Unlike Tesla's globally-accessible free power dream, the power here is beamed directly between specific points, with no radiation around the beam, and a "low power laser safety curtain" immediately shuts down power transmission before any object, like a bird, drone, power thief or helicopter, can touch the main beam.

There will be no difficulties this time working out where to place the meter. Emrod says it works in any atmospheric conditions, including rain, fog and dust, and the distance of transmission is limited only by line of sight between each relay, giving it the potential to transmit power thousands of kilometers, at a fraction of the infrastructure costs, maintenance costs and environmental impact a wired solution imposes.

Indeed, Emrod sees wireless transmission as a key enabling technology for renewable power, which is often generated far from where it's needed. This kind of system could be terrific for getting the products of offshore and remote renewable energy generation into the city grids without the need for giant storage batteries and the like. It'll also be handy in certain unplanned outage events; a truck can be fitted out with a rectenna, and then driven anywhere in visual range of a relay to create a temporary wireless power connection.

The company has been liaising with the Radio Spectrum Management authorities in New Zealand throughout its development process, with a view to meeting every safety standard even once the technology scales right up to high power levels, a process Kushnir says has also helped Emrod develop guidelines for the companies that will be using the technology.

The companies plan to deploy the prototype wireless energy infrastructure across a foot expanse.
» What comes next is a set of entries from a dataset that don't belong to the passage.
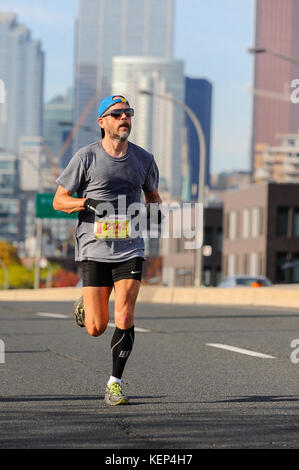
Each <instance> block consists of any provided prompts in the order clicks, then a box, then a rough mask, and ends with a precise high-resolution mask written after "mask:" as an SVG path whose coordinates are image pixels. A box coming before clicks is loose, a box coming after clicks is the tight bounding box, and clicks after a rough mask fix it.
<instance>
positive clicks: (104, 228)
mask: <svg viewBox="0 0 299 470" xmlns="http://www.w3.org/2000/svg"><path fill="white" fill-rule="evenodd" d="M94 235H95V238H98V239H104V240H107V239H112V240H124V239H126V238H130V235H131V220H130V219H128V218H127V217H126V216H124V215H123V216H122V215H110V216H107V217H103V218H102V219H99V220H96V221H95V223H94Z"/></svg>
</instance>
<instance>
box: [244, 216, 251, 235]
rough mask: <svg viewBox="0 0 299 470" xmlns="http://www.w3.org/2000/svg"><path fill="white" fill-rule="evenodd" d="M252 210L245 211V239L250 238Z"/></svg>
mask: <svg viewBox="0 0 299 470" xmlns="http://www.w3.org/2000/svg"><path fill="white" fill-rule="evenodd" d="M249 225H250V210H249V209H244V211H243V238H249Z"/></svg>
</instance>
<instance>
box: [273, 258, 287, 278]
mask: <svg viewBox="0 0 299 470" xmlns="http://www.w3.org/2000/svg"><path fill="white" fill-rule="evenodd" d="M287 261H288V254H287V253H285V252H278V253H276V259H275V280H276V282H285V281H286V266H287Z"/></svg>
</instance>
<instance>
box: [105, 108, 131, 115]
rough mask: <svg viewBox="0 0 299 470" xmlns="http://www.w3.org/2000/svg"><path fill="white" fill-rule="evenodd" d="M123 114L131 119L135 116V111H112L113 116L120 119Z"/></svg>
mask: <svg viewBox="0 0 299 470" xmlns="http://www.w3.org/2000/svg"><path fill="white" fill-rule="evenodd" d="M123 113H125V115H126V116H127V117H131V116H134V109H132V108H127V109H114V110H113V111H111V113H110V114H111V116H113V117H120V116H121V115H122V114H123Z"/></svg>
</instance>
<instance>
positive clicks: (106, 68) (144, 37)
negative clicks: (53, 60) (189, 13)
mask: <svg viewBox="0 0 299 470" xmlns="http://www.w3.org/2000/svg"><path fill="white" fill-rule="evenodd" d="M173 22H174V0H130V1H128V0H113V1H111V0H79V14H78V21H77V24H76V44H75V48H76V54H75V77H74V85H75V92H74V123H76V122H78V120H80V122H81V123H82V124H84V129H82V128H81V129H80V130H79V131H78V132H77V133H76V135H75V137H74V139H73V152H74V151H76V150H77V149H78V148H80V147H82V146H83V145H87V144H88V143H90V142H92V141H94V140H96V139H97V138H99V136H100V133H99V130H98V126H97V108H98V106H99V103H100V101H101V99H102V98H103V97H105V96H107V95H109V94H110V93H111V79H112V59H113V57H114V56H120V55H137V56H156V57H164V58H169V59H171V58H172V55H173Z"/></svg>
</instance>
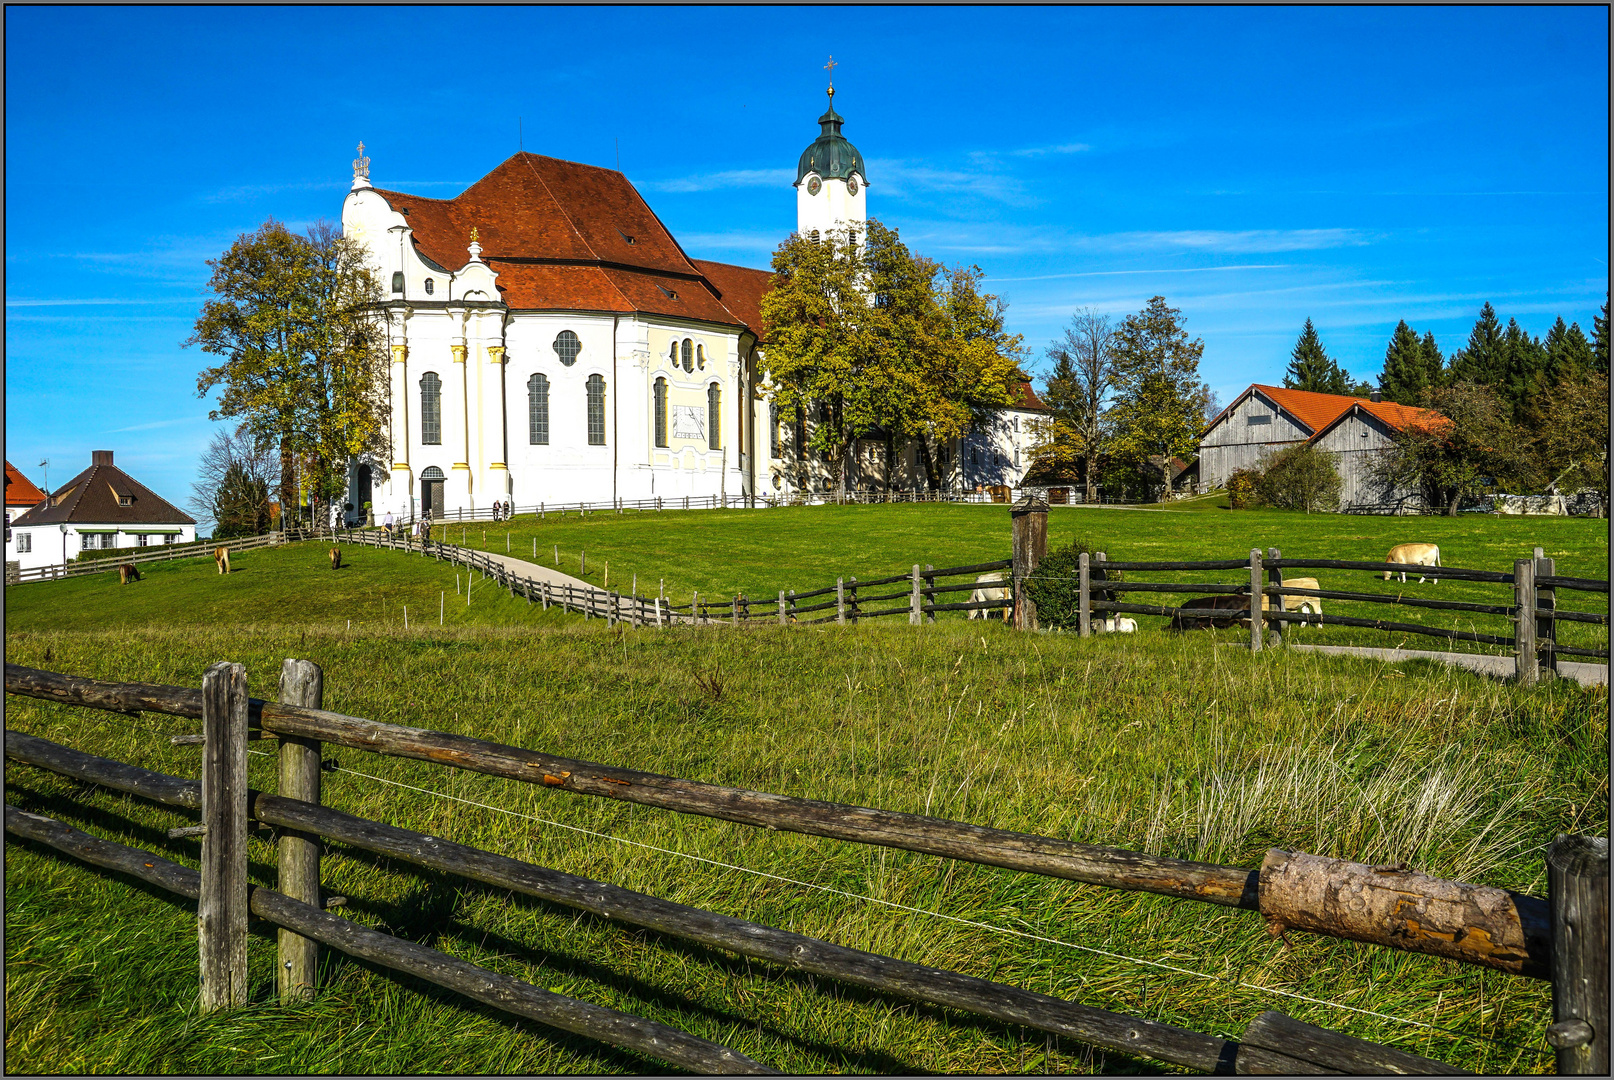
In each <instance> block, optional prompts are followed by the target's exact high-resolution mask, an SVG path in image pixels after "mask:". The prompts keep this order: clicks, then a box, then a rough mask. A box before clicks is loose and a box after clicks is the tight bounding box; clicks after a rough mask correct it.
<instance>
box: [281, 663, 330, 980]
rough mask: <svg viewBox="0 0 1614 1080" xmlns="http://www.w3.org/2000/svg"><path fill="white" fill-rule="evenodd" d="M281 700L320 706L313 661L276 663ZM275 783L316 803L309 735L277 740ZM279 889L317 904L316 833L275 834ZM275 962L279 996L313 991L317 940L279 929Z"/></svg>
mask: <svg viewBox="0 0 1614 1080" xmlns="http://www.w3.org/2000/svg"><path fill="white" fill-rule="evenodd" d="M281 701H282V702H286V704H289V705H303V707H305V709H320V707H323V705H324V672H321V670H320V665H318V663H315V662H313V660H284V662H282V663H281ZM279 788H281V794H282V796H284V797H287V799H302V801H305V802H312V804H315V806H318V804H320V744H318V743H315V741H312V739H297V738H287V739H281V760H279ZM278 849H279V851H278V862H279V865H278V870H279V886H281V893H284V894H286V896H289V898H292V899H295V901H302V902H303V904H310V906H313V907H323V906H324V904H323V902H321V901H320V838H318V836H310V835H307V833H299V831H287V833H281V838H279V843H278ZM278 936H279V961H278V962H276V964H274V982H276V990H278V991H279V999H281V1001H300V999H307V998H312V996H313V991H315V986H316V983H318V972H320V944H318V943H316V941H313V940H312V938H303V936H300V935H295V933H292V931H291V930H284V928H282V930H281V931H279V935H278Z"/></svg>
To make it possible, Emrod uses rectifying antennas, a. It sounds futuristic and fantastic but has been an iterative process since Tesla.

The link to Nikola Tesla , Kushnir admits, is more of an imaginative, feel-good tale than a true genealogy. Emrod, by contrast, can keep the beam of electricity tight and focused with two technologies. The first is transmission-related: Small radio elements and single wave patterns create a collimated beam, which means that the rays are aligned in parallel, and will not spread much as they propagate.
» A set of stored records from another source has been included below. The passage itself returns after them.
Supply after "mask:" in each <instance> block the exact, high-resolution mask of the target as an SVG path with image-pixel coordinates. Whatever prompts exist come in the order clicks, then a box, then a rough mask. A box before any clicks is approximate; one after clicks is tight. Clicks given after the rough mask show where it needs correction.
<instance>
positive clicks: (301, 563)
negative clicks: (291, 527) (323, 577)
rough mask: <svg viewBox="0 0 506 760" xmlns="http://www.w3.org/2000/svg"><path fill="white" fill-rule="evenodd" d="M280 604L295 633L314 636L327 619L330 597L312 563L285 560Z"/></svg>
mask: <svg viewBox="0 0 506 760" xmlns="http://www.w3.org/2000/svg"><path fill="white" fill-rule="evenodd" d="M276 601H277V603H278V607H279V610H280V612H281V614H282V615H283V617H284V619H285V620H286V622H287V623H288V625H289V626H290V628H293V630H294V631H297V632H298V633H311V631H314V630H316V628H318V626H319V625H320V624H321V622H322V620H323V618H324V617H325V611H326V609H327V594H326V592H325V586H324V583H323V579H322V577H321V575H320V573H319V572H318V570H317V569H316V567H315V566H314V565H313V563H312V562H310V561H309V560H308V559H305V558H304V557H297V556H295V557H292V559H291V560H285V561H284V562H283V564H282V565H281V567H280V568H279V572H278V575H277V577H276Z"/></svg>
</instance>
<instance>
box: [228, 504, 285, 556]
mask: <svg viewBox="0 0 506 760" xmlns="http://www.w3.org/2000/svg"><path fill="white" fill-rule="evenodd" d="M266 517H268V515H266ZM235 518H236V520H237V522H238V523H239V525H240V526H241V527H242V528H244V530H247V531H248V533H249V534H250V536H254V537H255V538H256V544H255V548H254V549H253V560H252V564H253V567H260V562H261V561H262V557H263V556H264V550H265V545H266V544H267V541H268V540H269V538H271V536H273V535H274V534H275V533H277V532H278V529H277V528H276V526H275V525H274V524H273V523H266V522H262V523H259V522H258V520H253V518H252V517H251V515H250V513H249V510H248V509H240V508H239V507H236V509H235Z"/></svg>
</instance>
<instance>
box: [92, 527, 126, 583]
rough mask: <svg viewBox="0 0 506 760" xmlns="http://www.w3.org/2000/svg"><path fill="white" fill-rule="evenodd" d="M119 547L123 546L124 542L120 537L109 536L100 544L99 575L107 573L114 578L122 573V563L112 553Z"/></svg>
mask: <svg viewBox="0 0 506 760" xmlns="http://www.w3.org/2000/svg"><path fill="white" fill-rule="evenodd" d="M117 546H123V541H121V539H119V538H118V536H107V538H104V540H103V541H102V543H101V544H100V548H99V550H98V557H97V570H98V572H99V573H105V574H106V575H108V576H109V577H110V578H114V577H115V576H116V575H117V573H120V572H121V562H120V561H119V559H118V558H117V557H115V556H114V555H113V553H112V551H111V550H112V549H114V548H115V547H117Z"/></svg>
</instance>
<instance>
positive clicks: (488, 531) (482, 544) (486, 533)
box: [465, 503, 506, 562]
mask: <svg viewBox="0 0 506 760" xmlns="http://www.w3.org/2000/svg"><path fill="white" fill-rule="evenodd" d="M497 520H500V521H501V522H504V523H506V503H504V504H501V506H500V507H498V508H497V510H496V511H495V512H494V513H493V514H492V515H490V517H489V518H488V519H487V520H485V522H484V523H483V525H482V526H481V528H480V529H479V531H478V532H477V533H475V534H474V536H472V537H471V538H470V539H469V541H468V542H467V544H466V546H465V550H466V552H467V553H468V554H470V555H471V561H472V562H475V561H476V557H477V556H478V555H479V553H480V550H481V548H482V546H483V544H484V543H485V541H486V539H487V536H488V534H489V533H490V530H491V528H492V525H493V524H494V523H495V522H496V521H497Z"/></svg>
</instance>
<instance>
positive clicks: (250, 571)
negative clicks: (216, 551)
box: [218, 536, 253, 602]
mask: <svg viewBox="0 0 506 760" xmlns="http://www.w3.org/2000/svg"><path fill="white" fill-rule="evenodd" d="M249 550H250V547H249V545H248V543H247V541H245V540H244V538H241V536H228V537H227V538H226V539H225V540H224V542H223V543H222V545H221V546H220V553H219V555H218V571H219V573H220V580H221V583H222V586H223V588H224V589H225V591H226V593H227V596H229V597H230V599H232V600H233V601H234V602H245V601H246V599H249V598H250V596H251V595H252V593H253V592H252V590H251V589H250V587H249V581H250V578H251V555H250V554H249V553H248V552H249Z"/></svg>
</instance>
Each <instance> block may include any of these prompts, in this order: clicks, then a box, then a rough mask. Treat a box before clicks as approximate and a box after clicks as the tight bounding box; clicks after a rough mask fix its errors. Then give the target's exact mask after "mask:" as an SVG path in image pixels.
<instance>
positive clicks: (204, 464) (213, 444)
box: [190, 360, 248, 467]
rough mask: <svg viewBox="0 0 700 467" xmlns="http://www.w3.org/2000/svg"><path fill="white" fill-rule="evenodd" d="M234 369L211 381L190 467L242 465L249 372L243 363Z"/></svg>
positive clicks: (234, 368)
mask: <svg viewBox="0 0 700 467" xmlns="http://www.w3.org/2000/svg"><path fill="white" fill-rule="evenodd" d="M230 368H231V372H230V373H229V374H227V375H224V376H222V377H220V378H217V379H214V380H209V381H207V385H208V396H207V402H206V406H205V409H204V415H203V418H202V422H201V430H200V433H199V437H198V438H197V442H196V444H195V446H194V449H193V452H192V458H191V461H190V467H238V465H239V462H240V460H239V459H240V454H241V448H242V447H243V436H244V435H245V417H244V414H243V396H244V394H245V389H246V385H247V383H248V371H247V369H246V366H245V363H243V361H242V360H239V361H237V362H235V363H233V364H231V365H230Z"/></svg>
Second, Emrod uses engineered metamaterials with tiny patterns that effectively interact with those radio waves. The researchers solved this problem by using a feedback resistor and voltage amplifier system to detect where it should be tuned to without help from humans. This research is part of an overall push toward safer, clean energy highways with more manageable traffic that will eventually support self-driving cars.

A coil in the bottom of the vehicle could receive electricity from a series of coils connected to an electric current embedded in the road. With coils embedded in the roads, we could eventually enjoy a totally automated highway system.

Self-driving electric vesicles could be wirelessly charged en route, and GPS and other navigation systems would also be powered wirelessly. Although his plan never got past the first tower, which was demolished exactly years ago, his vision of the future was really very accurate.

But one of his greatest ambitions has never been fulfilled: transmitting electricity around the world without wires. His first experiments revolved around sending electricity through airwaves. But these experiments could only send power a short distance. Then Tesla got an idea: would the connection be stronger if he went through the ground instead of the air? Here was his basic theory: send electricity deep into the ground and use the Earth like a giant conductor. Electricity could move for hundreds of miles uninterrupted, and anyone with a receiver could access it, Tesla theorized.